In deepest rural Hertfordshire – one of the safest parts of the country statistically – fear of crime is rife. As fewer people live in rural areas it is easy for their concerns to be overlooked in setting police priorities.

Police plans talk of “neighbourhoods”, anti-social behaviour, even terrorism – all important – but the rural dimension of crime is largely ignored and not simply the epidemic of fly-tipping. A constituent recently told me about four hooded men coming at night to the yard of his gardening business, brandishing weapons and demanding to steal the new trailer and mower needed for work. The owner and his father felt forced to back down and he lost equipment worth thousands of pounds. This was a terrifying ordeal, after which his father found difficulty sleeping for some days.

Gangs come on to farmland with four-wheel drive vehicles, guns and dogs to do illegal hare coursing and threaten anyone who tries to stop them. There is also dog stealing and illegal shooting.

A survey of local residents in rural East Hertfordshire produced comments such as: “…garage broken into and motorbike, riding leathers, crash helmet… stolen…” “…picking up one of our dogs and taking it back to their vehicle…” “…a victim myself on numerous occasions…” “…very little police presence round here so villains can do pretty much what they like…” “There is not nearly enough police presence.”

Now, this is not just about Hertfordshire Police with their miserly budget from Government, but also about understanding that it is very frightening to be subject to crime many miles from a Police Station in a small rural community, particularly when a number of criminals are involved.

That is why local Police who know the area and are visible are vital. We need more of them. I know from my time spent with police that there are cars out patrolling, but police drivers have a difficult challenge in Hertfordshire with such a network of small lanes between villages and towns. When a police car is called to a rural spot, the police driver needs to know the roads as well as the criminal.
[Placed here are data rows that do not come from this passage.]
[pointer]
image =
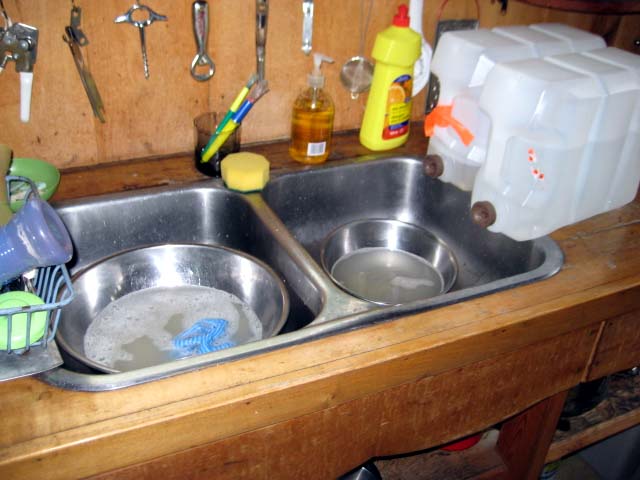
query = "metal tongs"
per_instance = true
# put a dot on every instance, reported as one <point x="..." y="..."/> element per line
<point x="200" y="10"/>
<point x="75" y="38"/>
<point x="262" y="16"/>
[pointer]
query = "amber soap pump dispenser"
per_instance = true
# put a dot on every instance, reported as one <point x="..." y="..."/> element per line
<point x="312" y="118"/>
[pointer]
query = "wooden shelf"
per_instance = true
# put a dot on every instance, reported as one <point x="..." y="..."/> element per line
<point x="618" y="412"/>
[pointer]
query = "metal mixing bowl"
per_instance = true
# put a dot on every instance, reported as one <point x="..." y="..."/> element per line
<point x="239" y="274"/>
<point x="426" y="267"/>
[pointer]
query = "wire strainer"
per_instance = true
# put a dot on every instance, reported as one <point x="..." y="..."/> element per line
<point x="357" y="72"/>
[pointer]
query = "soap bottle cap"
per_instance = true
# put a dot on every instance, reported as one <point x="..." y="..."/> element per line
<point x="401" y="19"/>
<point x="316" y="79"/>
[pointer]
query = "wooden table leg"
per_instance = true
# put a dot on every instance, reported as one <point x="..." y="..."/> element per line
<point x="525" y="439"/>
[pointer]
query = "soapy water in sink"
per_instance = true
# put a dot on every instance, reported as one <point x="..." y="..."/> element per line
<point x="387" y="276"/>
<point x="136" y="330"/>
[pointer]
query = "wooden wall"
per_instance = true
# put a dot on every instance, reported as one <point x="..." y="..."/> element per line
<point x="154" y="117"/>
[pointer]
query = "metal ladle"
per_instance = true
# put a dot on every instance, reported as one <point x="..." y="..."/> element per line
<point x="357" y="72"/>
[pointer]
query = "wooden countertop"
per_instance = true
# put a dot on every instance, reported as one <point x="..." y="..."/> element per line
<point x="545" y="334"/>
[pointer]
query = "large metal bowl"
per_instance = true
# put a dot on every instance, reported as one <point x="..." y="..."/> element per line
<point x="398" y="262"/>
<point x="231" y="271"/>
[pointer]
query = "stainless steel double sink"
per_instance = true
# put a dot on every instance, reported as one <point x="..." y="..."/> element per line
<point x="284" y="226"/>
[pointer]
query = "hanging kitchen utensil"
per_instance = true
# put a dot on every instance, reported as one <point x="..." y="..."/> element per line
<point x="307" y="26"/>
<point x="141" y="25"/>
<point x="262" y="15"/>
<point x="75" y="38"/>
<point x="200" y="11"/>
<point x="357" y="72"/>
<point x="423" y="64"/>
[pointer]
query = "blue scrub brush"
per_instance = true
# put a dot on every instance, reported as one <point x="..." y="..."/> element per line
<point x="204" y="336"/>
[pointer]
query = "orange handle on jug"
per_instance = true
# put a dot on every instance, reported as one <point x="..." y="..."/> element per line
<point x="441" y="117"/>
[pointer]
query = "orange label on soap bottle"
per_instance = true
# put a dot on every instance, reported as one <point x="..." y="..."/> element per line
<point x="398" y="113"/>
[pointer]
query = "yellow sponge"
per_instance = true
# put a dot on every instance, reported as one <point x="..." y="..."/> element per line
<point x="245" y="171"/>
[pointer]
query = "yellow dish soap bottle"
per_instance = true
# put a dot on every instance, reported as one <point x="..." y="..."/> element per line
<point x="312" y="119"/>
<point x="385" y="124"/>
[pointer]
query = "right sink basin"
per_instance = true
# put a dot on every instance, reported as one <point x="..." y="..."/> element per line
<point x="315" y="204"/>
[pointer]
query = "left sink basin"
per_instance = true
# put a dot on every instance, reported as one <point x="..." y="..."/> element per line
<point x="202" y="213"/>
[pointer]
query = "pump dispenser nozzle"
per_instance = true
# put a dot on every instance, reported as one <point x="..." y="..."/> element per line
<point x="315" y="78"/>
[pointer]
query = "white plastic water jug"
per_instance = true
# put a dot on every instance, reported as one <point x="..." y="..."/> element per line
<point x="462" y="61"/>
<point x="564" y="142"/>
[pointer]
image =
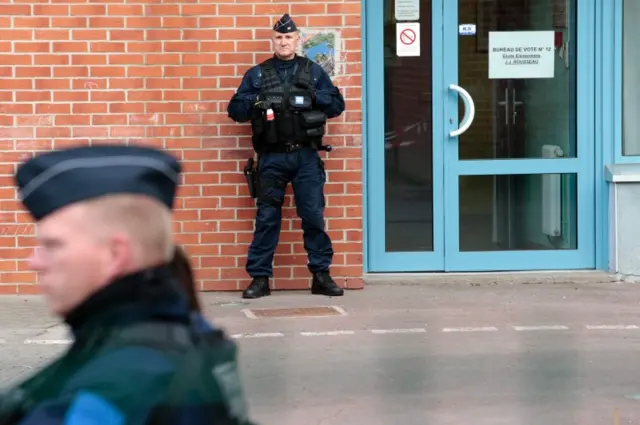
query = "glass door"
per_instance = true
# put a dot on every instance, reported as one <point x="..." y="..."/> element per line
<point x="403" y="137"/>
<point x="518" y="181"/>
<point x="479" y="135"/>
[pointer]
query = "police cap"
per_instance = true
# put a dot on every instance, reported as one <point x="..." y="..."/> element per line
<point x="53" y="180"/>
<point x="285" y="25"/>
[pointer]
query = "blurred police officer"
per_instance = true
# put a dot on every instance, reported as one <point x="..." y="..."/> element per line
<point x="104" y="259"/>
<point x="288" y="99"/>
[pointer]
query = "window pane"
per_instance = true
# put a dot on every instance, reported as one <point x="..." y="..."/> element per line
<point x="518" y="212"/>
<point x="631" y="78"/>
<point x="408" y="138"/>
<point x="516" y="117"/>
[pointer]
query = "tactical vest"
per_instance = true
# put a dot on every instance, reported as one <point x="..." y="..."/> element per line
<point x="294" y="121"/>
<point x="205" y="384"/>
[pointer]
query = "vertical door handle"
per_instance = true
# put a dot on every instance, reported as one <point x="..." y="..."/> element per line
<point x="469" y="111"/>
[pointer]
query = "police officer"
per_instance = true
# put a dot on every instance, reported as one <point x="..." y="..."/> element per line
<point x="288" y="99"/>
<point x="104" y="258"/>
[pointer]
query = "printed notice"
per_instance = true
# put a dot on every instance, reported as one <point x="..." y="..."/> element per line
<point x="408" y="39"/>
<point x="521" y="54"/>
<point x="407" y="10"/>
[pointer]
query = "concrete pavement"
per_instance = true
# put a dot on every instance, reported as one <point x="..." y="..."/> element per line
<point x="437" y="354"/>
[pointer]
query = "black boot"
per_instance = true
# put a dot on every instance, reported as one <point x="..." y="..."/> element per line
<point x="259" y="287"/>
<point x="324" y="285"/>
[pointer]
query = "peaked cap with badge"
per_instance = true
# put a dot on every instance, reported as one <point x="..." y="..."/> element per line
<point x="285" y="25"/>
<point x="56" y="179"/>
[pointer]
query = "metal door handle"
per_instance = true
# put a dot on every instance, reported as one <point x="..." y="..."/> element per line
<point x="469" y="111"/>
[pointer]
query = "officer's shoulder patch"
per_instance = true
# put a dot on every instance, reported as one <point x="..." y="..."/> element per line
<point x="91" y="409"/>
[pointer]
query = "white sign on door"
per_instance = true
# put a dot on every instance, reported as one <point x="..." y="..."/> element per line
<point x="407" y="10"/>
<point x="521" y="54"/>
<point x="408" y="39"/>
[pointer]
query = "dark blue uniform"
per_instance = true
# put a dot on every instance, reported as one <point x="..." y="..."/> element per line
<point x="303" y="168"/>
<point x="140" y="356"/>
<point x="95" y="385"/>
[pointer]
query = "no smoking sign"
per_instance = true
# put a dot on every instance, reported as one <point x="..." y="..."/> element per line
<point x="408" y="39"/>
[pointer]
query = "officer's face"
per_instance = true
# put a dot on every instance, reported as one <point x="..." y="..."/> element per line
<point x="285" y="44"/>
<point x="70" y="260"/>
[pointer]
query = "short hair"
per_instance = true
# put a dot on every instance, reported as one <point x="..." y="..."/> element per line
<point x="146" y="220"/>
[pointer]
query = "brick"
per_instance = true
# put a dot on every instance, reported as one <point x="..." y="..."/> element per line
<point x="162" y="73"/>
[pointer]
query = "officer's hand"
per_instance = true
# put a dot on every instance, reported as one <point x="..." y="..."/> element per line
<point x="261" y="105"/>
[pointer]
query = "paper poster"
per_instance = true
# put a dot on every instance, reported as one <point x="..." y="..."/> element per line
<point x="408" y="39"/>
<point x="521" y="54"/>
<point x="407" y="10"/>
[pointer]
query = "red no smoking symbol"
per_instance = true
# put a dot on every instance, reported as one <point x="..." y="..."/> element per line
<point x="408" y="36"/>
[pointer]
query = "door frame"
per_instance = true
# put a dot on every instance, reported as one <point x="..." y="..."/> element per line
<point x="445" y="172"/>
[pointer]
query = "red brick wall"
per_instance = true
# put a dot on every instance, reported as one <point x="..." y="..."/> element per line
<point x="161" y="74"/>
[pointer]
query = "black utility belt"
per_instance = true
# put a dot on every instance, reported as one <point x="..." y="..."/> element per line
<point x="290" y="147"/>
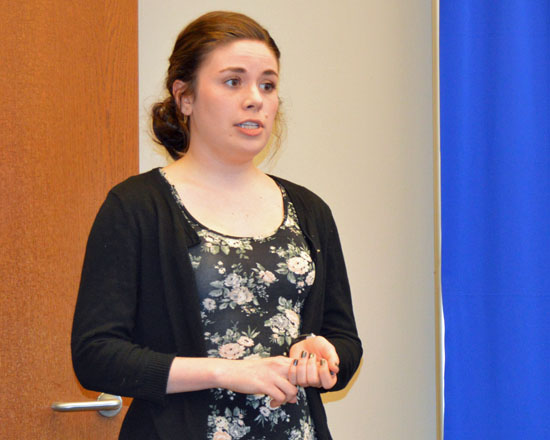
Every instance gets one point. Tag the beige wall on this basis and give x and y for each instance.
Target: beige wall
(357, 91)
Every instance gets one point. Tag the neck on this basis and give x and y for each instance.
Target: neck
(213, 171)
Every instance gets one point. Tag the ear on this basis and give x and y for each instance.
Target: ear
(184, 99)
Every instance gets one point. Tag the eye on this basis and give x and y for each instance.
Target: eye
(233, 82)
(268, 86)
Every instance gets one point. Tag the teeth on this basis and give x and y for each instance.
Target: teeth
(249, 125)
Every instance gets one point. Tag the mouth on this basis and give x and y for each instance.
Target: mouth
(249, 125)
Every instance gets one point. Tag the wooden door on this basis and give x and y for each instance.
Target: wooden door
(68, 132)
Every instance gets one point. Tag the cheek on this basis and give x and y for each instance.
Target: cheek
(273, 107)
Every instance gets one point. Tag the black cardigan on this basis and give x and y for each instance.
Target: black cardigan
(137, 308)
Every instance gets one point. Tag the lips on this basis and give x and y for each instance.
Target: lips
(250, 125)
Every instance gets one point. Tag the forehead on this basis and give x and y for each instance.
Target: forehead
(247, 54)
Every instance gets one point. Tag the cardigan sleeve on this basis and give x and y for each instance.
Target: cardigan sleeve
(338, 324)
(105, 355)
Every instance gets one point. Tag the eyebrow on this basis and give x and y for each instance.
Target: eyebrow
(241, 70)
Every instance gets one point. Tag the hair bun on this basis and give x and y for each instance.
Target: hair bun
(169, 129)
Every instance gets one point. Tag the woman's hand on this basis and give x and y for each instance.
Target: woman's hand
(261, 376)
(315, 363)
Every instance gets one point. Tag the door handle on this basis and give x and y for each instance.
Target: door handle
(106, 404)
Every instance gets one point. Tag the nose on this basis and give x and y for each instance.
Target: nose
(253, 99)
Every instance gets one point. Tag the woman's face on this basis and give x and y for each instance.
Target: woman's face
(235, 101)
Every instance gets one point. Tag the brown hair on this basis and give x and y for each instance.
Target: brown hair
(193, 44)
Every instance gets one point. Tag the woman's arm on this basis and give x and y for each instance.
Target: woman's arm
(267, 376)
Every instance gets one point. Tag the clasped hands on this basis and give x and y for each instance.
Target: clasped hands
(313, 363)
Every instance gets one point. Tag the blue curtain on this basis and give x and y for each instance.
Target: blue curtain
(495, 189)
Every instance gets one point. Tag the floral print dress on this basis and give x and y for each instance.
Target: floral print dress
(251, 293)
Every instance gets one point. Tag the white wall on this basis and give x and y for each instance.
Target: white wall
(357, 90)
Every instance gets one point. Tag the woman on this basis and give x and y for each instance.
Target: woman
(205, 283)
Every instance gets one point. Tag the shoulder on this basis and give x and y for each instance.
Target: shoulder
(142, 195)
(306, 199)
(136, 187)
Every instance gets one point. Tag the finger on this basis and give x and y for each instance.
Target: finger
(277, 397)
(312, 371)
(301, 370)
(296, 350)
(327, 378)
(292, 371)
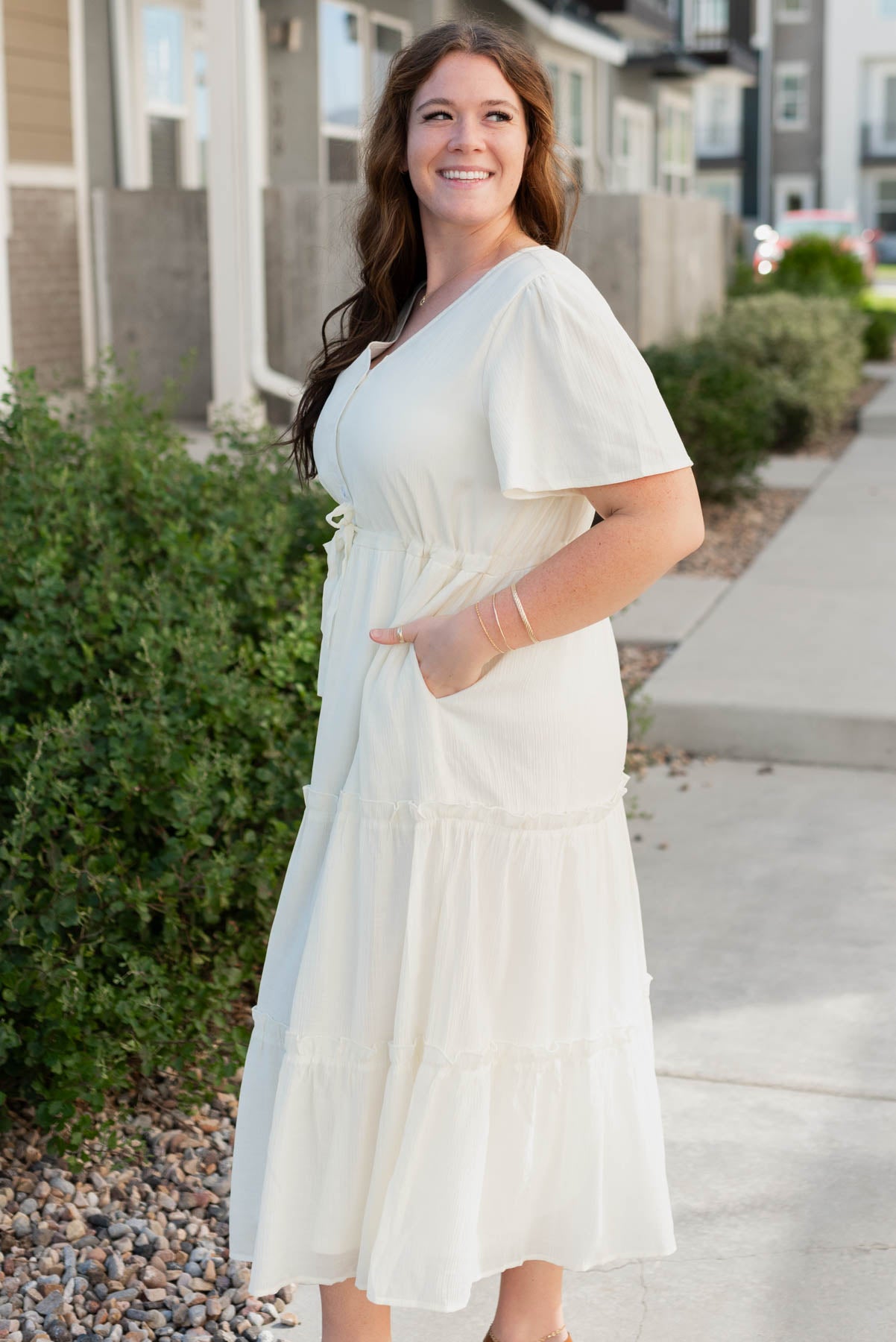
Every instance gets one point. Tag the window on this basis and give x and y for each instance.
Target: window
(356, 48)
(172, 116)
(793, 191)
(887, 204)
(710, 18)
(632, 145)
(725, 189)
(676, 145)
(718, 120)
(570, 86)
(792, 95)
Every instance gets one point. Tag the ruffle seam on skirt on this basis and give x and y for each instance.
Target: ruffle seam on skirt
(340, 1051)
(388, 811)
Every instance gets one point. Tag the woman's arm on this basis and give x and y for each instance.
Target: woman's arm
(649, 523)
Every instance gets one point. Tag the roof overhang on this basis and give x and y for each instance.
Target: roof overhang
(570, 33)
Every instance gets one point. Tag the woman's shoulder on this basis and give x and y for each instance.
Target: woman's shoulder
(549, 292)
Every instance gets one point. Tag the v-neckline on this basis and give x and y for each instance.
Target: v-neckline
(441, 313)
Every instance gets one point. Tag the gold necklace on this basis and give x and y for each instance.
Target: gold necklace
(447, 282)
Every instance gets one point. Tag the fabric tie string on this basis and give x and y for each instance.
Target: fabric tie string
(337, 550)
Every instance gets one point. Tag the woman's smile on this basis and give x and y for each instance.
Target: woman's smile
(464, 179)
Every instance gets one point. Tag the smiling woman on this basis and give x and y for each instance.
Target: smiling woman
(451, 1071)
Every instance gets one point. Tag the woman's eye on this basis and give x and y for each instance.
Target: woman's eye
(505, 116)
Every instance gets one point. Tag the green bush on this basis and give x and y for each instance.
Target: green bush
(810, 349)
(742, 280)
(725, 411)
(159, 644)
(880, 332)
(815, 265)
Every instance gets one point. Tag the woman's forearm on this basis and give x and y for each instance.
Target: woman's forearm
(592, 577)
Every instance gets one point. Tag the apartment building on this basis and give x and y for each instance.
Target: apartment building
(177, 171)
(859, 110)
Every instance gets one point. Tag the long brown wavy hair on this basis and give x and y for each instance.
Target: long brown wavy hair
(388, 236)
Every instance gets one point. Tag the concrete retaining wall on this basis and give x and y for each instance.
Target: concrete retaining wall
(660, 262)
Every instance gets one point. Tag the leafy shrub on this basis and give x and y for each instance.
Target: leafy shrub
(810, 349)
(742, 280)
(723, 409)
(880, 332)
(815, 265)
(159, 643)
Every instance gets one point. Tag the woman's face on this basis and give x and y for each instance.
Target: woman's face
(466, 116)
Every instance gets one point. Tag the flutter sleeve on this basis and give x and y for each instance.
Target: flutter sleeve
(569, 399)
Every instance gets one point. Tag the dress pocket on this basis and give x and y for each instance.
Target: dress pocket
(446, 698)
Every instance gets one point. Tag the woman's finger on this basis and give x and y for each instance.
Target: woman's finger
(392, 635)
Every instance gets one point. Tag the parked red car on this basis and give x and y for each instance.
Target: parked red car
(842, 226)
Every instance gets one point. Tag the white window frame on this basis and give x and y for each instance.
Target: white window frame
(785, 183)
(782, 70)
(730, 145)
(730, 180)
(188, 151)
(789, 13)
(877, 74)
(886, 180)
(367, 19)
(683, 172)
(636, 113)
(564, 104)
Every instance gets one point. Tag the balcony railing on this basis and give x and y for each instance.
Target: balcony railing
(710, 25)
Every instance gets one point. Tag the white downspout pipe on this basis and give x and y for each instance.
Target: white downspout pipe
(6, 230)
(235, 215)
(263, 375)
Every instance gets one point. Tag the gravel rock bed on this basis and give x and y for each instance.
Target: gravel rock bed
(736, 533)
(132, 1248)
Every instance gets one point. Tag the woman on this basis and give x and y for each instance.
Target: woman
(451, 1071)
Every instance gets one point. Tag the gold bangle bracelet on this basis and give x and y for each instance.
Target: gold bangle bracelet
(522, 614)
(486, 631)
(498, 622)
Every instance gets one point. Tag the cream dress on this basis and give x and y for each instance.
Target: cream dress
(451, 1067)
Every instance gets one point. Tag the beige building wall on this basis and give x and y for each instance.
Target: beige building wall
(45, 289)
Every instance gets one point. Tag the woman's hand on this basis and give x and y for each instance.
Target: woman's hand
(451, 650)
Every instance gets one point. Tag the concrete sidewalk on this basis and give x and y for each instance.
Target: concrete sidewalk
(768, 897)
(797, 659)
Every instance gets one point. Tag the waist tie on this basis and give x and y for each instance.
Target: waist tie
(337, 550)
(342, 540)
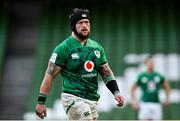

One initiative by a community police officer has been to send mobile phone messages to local people if criminal activity is taking place and coming their way. This allows local residents to secure their valuables and has led to crime being prevented and detected. Now it seems a central decision may see the mobile phone taken from the officer as a cutback. This must not happen.

So, I will continue to press for a strong police presence in the rural parts of the Hertfordshire as well as the urban and proper attention to rural crime. Police training needs to ensure that Hertfordshire Police know the rural area well.

It is vital that crime is reported and I always worry when told that a resident didn’t bother. Police effort is partly directed by an analysis of where crime is happening, so it is vital to report crime. It is also important that Police treat the report seriously and as more than an opportunity to hand out a crime number.

Rural crime matters and sentences for those convicted should reflect the fear these crimes engender in victims.